The government hospital in Neno underwent massive renovations in 2007. The two-story structure behind the current outpatient department was entirely new. Today new maternity and gynecology wards are under construction. The hospital is commonly known as “Clinton’s,” as it was built with money raised by former President Bill Clinton’s foundation. Since 2007 Partners In Health, a Boston-based NGO, has provided financial support and staff to the hospital and other health activities in the district. Image by Luke Messac. Malawi, 2013.

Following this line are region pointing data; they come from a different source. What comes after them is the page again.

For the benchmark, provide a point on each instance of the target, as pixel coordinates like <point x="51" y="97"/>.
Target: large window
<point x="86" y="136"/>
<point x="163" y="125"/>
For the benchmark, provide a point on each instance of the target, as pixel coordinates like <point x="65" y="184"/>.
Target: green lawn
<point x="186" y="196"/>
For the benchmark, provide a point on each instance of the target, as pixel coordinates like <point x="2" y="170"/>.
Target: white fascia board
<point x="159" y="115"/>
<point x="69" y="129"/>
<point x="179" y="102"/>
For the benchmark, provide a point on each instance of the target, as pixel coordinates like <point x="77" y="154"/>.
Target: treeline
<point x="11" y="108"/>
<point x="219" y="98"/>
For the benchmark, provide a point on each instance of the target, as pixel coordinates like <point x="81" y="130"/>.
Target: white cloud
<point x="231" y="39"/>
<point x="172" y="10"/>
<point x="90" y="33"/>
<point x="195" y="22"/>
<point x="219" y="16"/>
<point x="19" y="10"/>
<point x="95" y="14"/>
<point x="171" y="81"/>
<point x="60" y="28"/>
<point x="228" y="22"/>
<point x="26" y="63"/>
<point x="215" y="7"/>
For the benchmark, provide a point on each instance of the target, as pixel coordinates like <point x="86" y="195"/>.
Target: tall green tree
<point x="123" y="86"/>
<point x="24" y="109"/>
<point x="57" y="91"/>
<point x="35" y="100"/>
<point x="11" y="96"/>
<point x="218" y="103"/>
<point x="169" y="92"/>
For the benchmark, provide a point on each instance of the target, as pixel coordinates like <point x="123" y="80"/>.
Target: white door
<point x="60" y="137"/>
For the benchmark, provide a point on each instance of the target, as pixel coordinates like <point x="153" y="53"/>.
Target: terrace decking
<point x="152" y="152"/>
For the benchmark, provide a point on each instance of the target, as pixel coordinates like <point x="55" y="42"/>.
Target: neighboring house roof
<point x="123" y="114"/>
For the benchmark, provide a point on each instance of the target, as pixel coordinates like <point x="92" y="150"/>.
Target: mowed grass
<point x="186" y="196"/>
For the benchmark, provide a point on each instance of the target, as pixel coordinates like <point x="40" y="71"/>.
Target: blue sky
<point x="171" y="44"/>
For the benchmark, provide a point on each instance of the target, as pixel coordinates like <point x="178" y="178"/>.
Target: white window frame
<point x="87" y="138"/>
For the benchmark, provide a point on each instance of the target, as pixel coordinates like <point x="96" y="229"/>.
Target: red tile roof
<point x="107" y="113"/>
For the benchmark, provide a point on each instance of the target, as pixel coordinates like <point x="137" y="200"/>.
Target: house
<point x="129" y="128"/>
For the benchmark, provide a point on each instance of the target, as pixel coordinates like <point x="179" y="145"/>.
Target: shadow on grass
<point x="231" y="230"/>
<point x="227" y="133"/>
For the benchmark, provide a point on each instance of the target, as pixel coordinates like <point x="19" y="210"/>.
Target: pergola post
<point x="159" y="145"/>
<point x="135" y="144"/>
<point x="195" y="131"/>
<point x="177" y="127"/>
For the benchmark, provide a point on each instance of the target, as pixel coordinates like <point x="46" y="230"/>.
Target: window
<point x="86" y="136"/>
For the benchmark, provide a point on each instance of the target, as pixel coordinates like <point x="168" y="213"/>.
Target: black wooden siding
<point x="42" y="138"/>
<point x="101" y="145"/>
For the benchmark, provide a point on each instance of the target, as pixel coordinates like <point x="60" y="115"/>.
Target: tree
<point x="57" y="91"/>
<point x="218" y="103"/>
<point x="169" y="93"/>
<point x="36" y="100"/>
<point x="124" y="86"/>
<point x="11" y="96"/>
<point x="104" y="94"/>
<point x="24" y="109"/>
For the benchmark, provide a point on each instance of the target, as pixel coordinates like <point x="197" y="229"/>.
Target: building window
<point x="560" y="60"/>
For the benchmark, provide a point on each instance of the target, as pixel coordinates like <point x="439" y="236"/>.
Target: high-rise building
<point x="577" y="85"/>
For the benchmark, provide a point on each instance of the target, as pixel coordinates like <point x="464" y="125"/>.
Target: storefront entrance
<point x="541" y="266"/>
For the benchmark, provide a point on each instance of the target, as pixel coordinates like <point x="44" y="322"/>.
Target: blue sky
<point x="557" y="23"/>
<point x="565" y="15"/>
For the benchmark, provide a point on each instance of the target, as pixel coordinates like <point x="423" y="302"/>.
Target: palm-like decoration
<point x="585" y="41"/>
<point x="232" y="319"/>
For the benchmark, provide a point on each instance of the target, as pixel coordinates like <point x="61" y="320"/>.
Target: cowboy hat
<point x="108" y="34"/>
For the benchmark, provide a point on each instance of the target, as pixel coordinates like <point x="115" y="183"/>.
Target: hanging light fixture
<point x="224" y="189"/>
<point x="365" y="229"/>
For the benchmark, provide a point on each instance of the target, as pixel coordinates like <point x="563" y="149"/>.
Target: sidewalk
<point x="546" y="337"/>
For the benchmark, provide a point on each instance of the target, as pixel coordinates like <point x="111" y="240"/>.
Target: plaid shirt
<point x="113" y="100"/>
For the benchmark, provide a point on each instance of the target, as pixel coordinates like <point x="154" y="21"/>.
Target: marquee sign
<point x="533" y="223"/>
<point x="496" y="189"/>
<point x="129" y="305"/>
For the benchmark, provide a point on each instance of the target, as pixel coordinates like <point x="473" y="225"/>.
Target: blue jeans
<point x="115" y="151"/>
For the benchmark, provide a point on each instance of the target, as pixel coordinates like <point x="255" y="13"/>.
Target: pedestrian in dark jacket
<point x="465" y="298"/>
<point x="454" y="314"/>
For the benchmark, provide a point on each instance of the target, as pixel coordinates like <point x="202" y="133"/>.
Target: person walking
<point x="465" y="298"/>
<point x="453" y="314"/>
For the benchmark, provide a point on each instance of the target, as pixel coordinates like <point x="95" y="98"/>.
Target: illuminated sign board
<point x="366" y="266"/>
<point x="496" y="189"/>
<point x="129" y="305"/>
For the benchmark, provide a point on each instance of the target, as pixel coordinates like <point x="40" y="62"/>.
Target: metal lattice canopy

People gather in anticipation of a campaign rally in Neno featuring Peter Mutharika, former law professor at Washington University in St. Louis and younger brother of the late former president Bingu wa Mutharika. Peter Mutharika is a likely candidate for president in the May 2014 elections. A particularly fawning news report claimed that the president’s willingness to “brave” the rock-strewn dirt road to Neno was a “symbol of humility.” The rally drew a large crowd, but not all interviewed after the rally said they would vote for Mutharika. His late brother remains popular with many for a fertilizer subsidy that helped boost maize production, but late in his rule shortages of fuel and foreign exchange sparked protests in urban areas. Image by Luke Messac. Malawi, 2013.

Though it is one of Malawi’s poorest and most remote districts, Neno is no stranger to foreign investment. This clearing will soon be the site of a rail line carrying coal from nearby Mozambique to the coast. In return for the concession of land for the rail line, the Australian mining company Vale agreed to pay the Government of Malawi $8 million per year. In recent months, local authorities in Neno have expressed concerns that MotaEngil, the Portuguese company contracted by Vale to build the railroad, is not employing enough Malawian workers and has not followed through on a pledge to build a health center. Image by Luke Messac. Malawi, 2013.

This final picture is not along the road from Nsambe to Neno, but will have much to do with the area's future. Pictured here is the coal basin in Moatize, three hours' drive away in neighboring Mozambique. Geologists believe this basin, discovered in 2008, has enough coal to fire all the coal plants in the United States for 25 years. The mining company Vale is now working to build enough rail lines to ship mountains of mined coal to the coast for export. One of the planned rail lines will run through Neno District in Malawi. Image by Luke Messac. Mozambique, 2013.

To better understand the importance of free public health care facilities in rural Malawi, it helps to see how precarious life there can be. These photos, taken along the well-trod path from the mountain villages of Nsambe to the nearest government hospital over 13 miles away in Neno, show the lengths to which people must go to eke out a living in rural Malawi.